The Board notes that the September 25, 1964 Agreement has two Sections under consideration herein, Article I, Sections 2 and 3. For the Organization to prevail, it must demonstrate a prima facie case that the Claimants' furloughs were due to a Section 2 factor. Until it is established with sufficient probative evidence that either Section 2b or 2e led to the furloughs, then the Carrier does not need to prove its case that there was a Section 3 decline in business.
The Board notes that Article I, Section 3 states in pertinent part that "An employee shall not be regarded as deprived of employment or placed in a worse position with respect to his compensation . . . in case of . . . a decline in Carrier's business or any other reason not covered by Section 2 hereof." The Carrier clearly rebutted the Organization's allegations of Section 2 causes and argued a decline in business. Accordingly, it is important to determine if the Organization provided sufficient evidence for the Board to consider Section 2 causes as the reason for the furloughs.
The Organization argued that the Carrier gave a 60 day notice of its changes of operations and involuntary discontinuance of a contract with the EVTAC iron ore mine. The Board reviewed the March 10, 2003 letter and nothing in the letter refers to the September 25, 1964 Agreement. Further, the Carrier stated on the property that the notice of furloughs was provided under the WARN Act, and not Form 1 Award No. 13857
due to any aspect of the September 25, 1964 Agreement. A full review of the record finds no support for the Organization's position.
At the center of this dispute is the Organization's assertion of Section 2 causes. Certainly, if the employees are placed on furlough due to either of the alleged provisions, they are due protective benefits. The provisions alleged are:
The Board carefully reviewed the Carrier's response. It fully rebuts the allegations. It argues that EVTAC Mining was one of its largest customers and was ceasing operations. That meant that the Carrier was going to have a decline in business. It also meant that this decline would trigger furloughs. It denied abandonment, discontinuance, consolidation of facilities or services. It denied the effect of an involuntary discontinuance of a contract with EVTAC.
The Board reviewed all of the Organization's evidence and the Awards presented by the parties. One newspaper article states that EVTAC, after bankruptcy, was sold to United Taconite and the Article quoted the Carrier as stating that it did not "have a transportation contract for United Taconite" to move their pellets.
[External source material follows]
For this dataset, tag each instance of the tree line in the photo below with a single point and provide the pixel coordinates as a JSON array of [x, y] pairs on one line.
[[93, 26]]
The Carrier also stated in its correspondence of March 10, 2003, that due to the closure of EVTAC, "the Company must reduce its operations." The eventual bankruptcy and mine closing that discontinued hauling off iron ore pellets by the Carrier is seen by the Organization as a prima facie case that "the contract to haul iron ore pellets has been discontinued" involuntarily and the service of hauling pellets was discontinued for more than six months. In short, the Organization maintains that the decline in business is obvious, but by Section 2 factors that trigger protective benefits.
First, the Carrier denied that it ever discontinued a contract with EVTAC. The Carrier denied that it changed any of its operations. The fact that EVTAC went bankrupt and stopped using the Carrier does not demonstrate that the Carrier abandoned or discontinued contracts. The Board does not find a prima facie case. Form I Award No. 13857
The only factors that count are Section 2 factors. The probative evidence is that the Carrier lost a customer and work performed for that customer. This is a decline in business. Discontinuance of trains caused by a lack of business does not trigger protective benefits. We find no factual proof that the Carrier altered a contract, or discontinued services, only that EVTAC lost customers, ultimately went bankrupt and presumably its contract only existed thereafter on paper. Either way, this is not a Section 2 provision that triggers protective benefits and without that, Article 1, Section 3 prevails. The claim must be denied.
This Board, after consideration of the dispute identified above, hereby orders that an Award favorable to the Claimant(s) not be made.